Mores, people in the Depression era South.

My teacher, in her typical bizarre way of teaching, has assigned us a poorly disguised history assignment as English.

Thus, I need your help. I am having problems finding sources for what life was for individuals and families in the Depression. I have plenty of information on what was going on in the country, but very little on how a single person’s home life/actions (especially to blacks)/etc. was affected by the culture and problems of the time.

Ideas for books or sites on things like that would be muchly appreciated.

Do you live anywhere near a large public library? They might have issues of local newspapers on microfilm, with handy “human interest” stories from the time.

Hmm, that’s a good idea… I already found one source close to home, but I don’t know how much my grandpa will remember.

Try these to get started.

OLE MISS ROCKS.

Though his hyperbolic claims about the novel were not entirely true, As I Lay Dying is nevertheless a masterfully written successor to The Sound and the Fury. As with the earlier work, the novel focuses on a family and is told stream-of-conscious style by different narrators, but rather than an aristocratic family, the focus here is on lower-class farm laborers from southern Yoknapatawpha County, the Bundrens, whose matriarch, Addie, has died and had asked to be buried in Jefferson, “a day’s hard ride away” to the north. The journey to Jefferson is fraught with perils of fire and flood (from the rain-swollen Yoknapatawpha River) as well as the family members’ inner feelings of grief and loss.

Music / Blues

I think that this is your teacher’s thinly-veiled attempt to get you to talk to old folks :). If your grandpa doesn’t remember the Depression, you might want to interview some nursing-home or retirement-community residents about it, or other old folks that you know. I’m sure there’s someone out there with stories to tell you. Bring a tape recorder.

You have found that secondary sources of history (history books) don’t always give you a good picture of what was going on in individual lives of the common people in any given time. Primary sources of history, such as newspapers of the time, are better, but what you are looking for is often not written down even there.

I’d second the retirement home/nursing home suggestion. This has the added benefit of getting the old folks someone to talk to and some company, if only for a short time. They’ll love that you’re interested and you’ll be doing them a great favor at the same time.

A win/win situation.

Maybe your teacher is hoping you read Let Us Now Praise Famous Men.

See also the Bankhead-Jones Farm Tenancy Act, which tried to help tenant farmers become landholders.

That sounds like a really cool assignment. As a big proponent of oral history, I’ll echo the suggestion that you try and talk to folks who actually lived it. If that’s not an option, Studs Terkel wrote an absolutely wonderful book, Hard Times, for which he interviewed lots of ordinary people about their experiences and memories of the 1930s.
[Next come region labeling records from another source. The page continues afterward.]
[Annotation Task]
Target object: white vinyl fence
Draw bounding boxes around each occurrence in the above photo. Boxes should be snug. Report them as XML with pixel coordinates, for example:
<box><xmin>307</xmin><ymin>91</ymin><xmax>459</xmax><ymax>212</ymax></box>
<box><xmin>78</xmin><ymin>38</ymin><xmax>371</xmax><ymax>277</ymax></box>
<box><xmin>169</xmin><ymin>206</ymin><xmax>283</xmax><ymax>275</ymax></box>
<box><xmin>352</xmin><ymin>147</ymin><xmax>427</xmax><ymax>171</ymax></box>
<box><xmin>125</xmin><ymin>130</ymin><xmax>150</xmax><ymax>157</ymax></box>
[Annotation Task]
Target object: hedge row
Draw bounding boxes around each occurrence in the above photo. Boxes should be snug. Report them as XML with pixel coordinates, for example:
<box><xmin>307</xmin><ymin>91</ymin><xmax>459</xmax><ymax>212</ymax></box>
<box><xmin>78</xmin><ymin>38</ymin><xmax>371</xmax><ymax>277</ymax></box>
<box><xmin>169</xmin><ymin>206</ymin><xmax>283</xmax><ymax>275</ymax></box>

Any public library should have a copy. It’s a great read.

To Kill a Mockingbird was set in the depression-era South. Some passages from it, and/or some biographical information on Harper Lee might be helpful.

Read The Grapes of Wrath. It is a lot more fact than fiction.

I wrote my law school thesis on share cropping and share tenanting systems in the American south, which certainly did cover that period. Lots of academic interest in individual experiences at that time. I’d suggest heading to the library and running searches on “sharecropping,” “sharecroppers,” “share tenants,” “agricultural labor,” and similar terms and see what comes up.

Also, check university libraries in your area, even if you’re a high school student. Many public universities have generous admission policies. Private colleges and universities may be less cooperative, but one magic phrase to use is “I need access to documents in the government depository.” You see, most large university libraries are depositories, meaning that they get reams and reams of paper from the U.S. government. My understanding is that the library must admit the public to use those documents. And once you’re in the door it’s usually a little tough for them to keep you from the rest of the library. This tactic worked for me at NYU in the mid-90s; if they asked further questions I responded that I was researching agricultural regulations. With eyes glazing over, they’d waive me upstairs.

A second for Let Us Now Praise Famous Men.

Try books on the dustbowl. I remember seeing a tv show that talked at length about the trials and tribulations of those sturdy folks who had to operate a dirt farm and sweep a ton of dirt out of the house every day and such. Depressing but very interesting.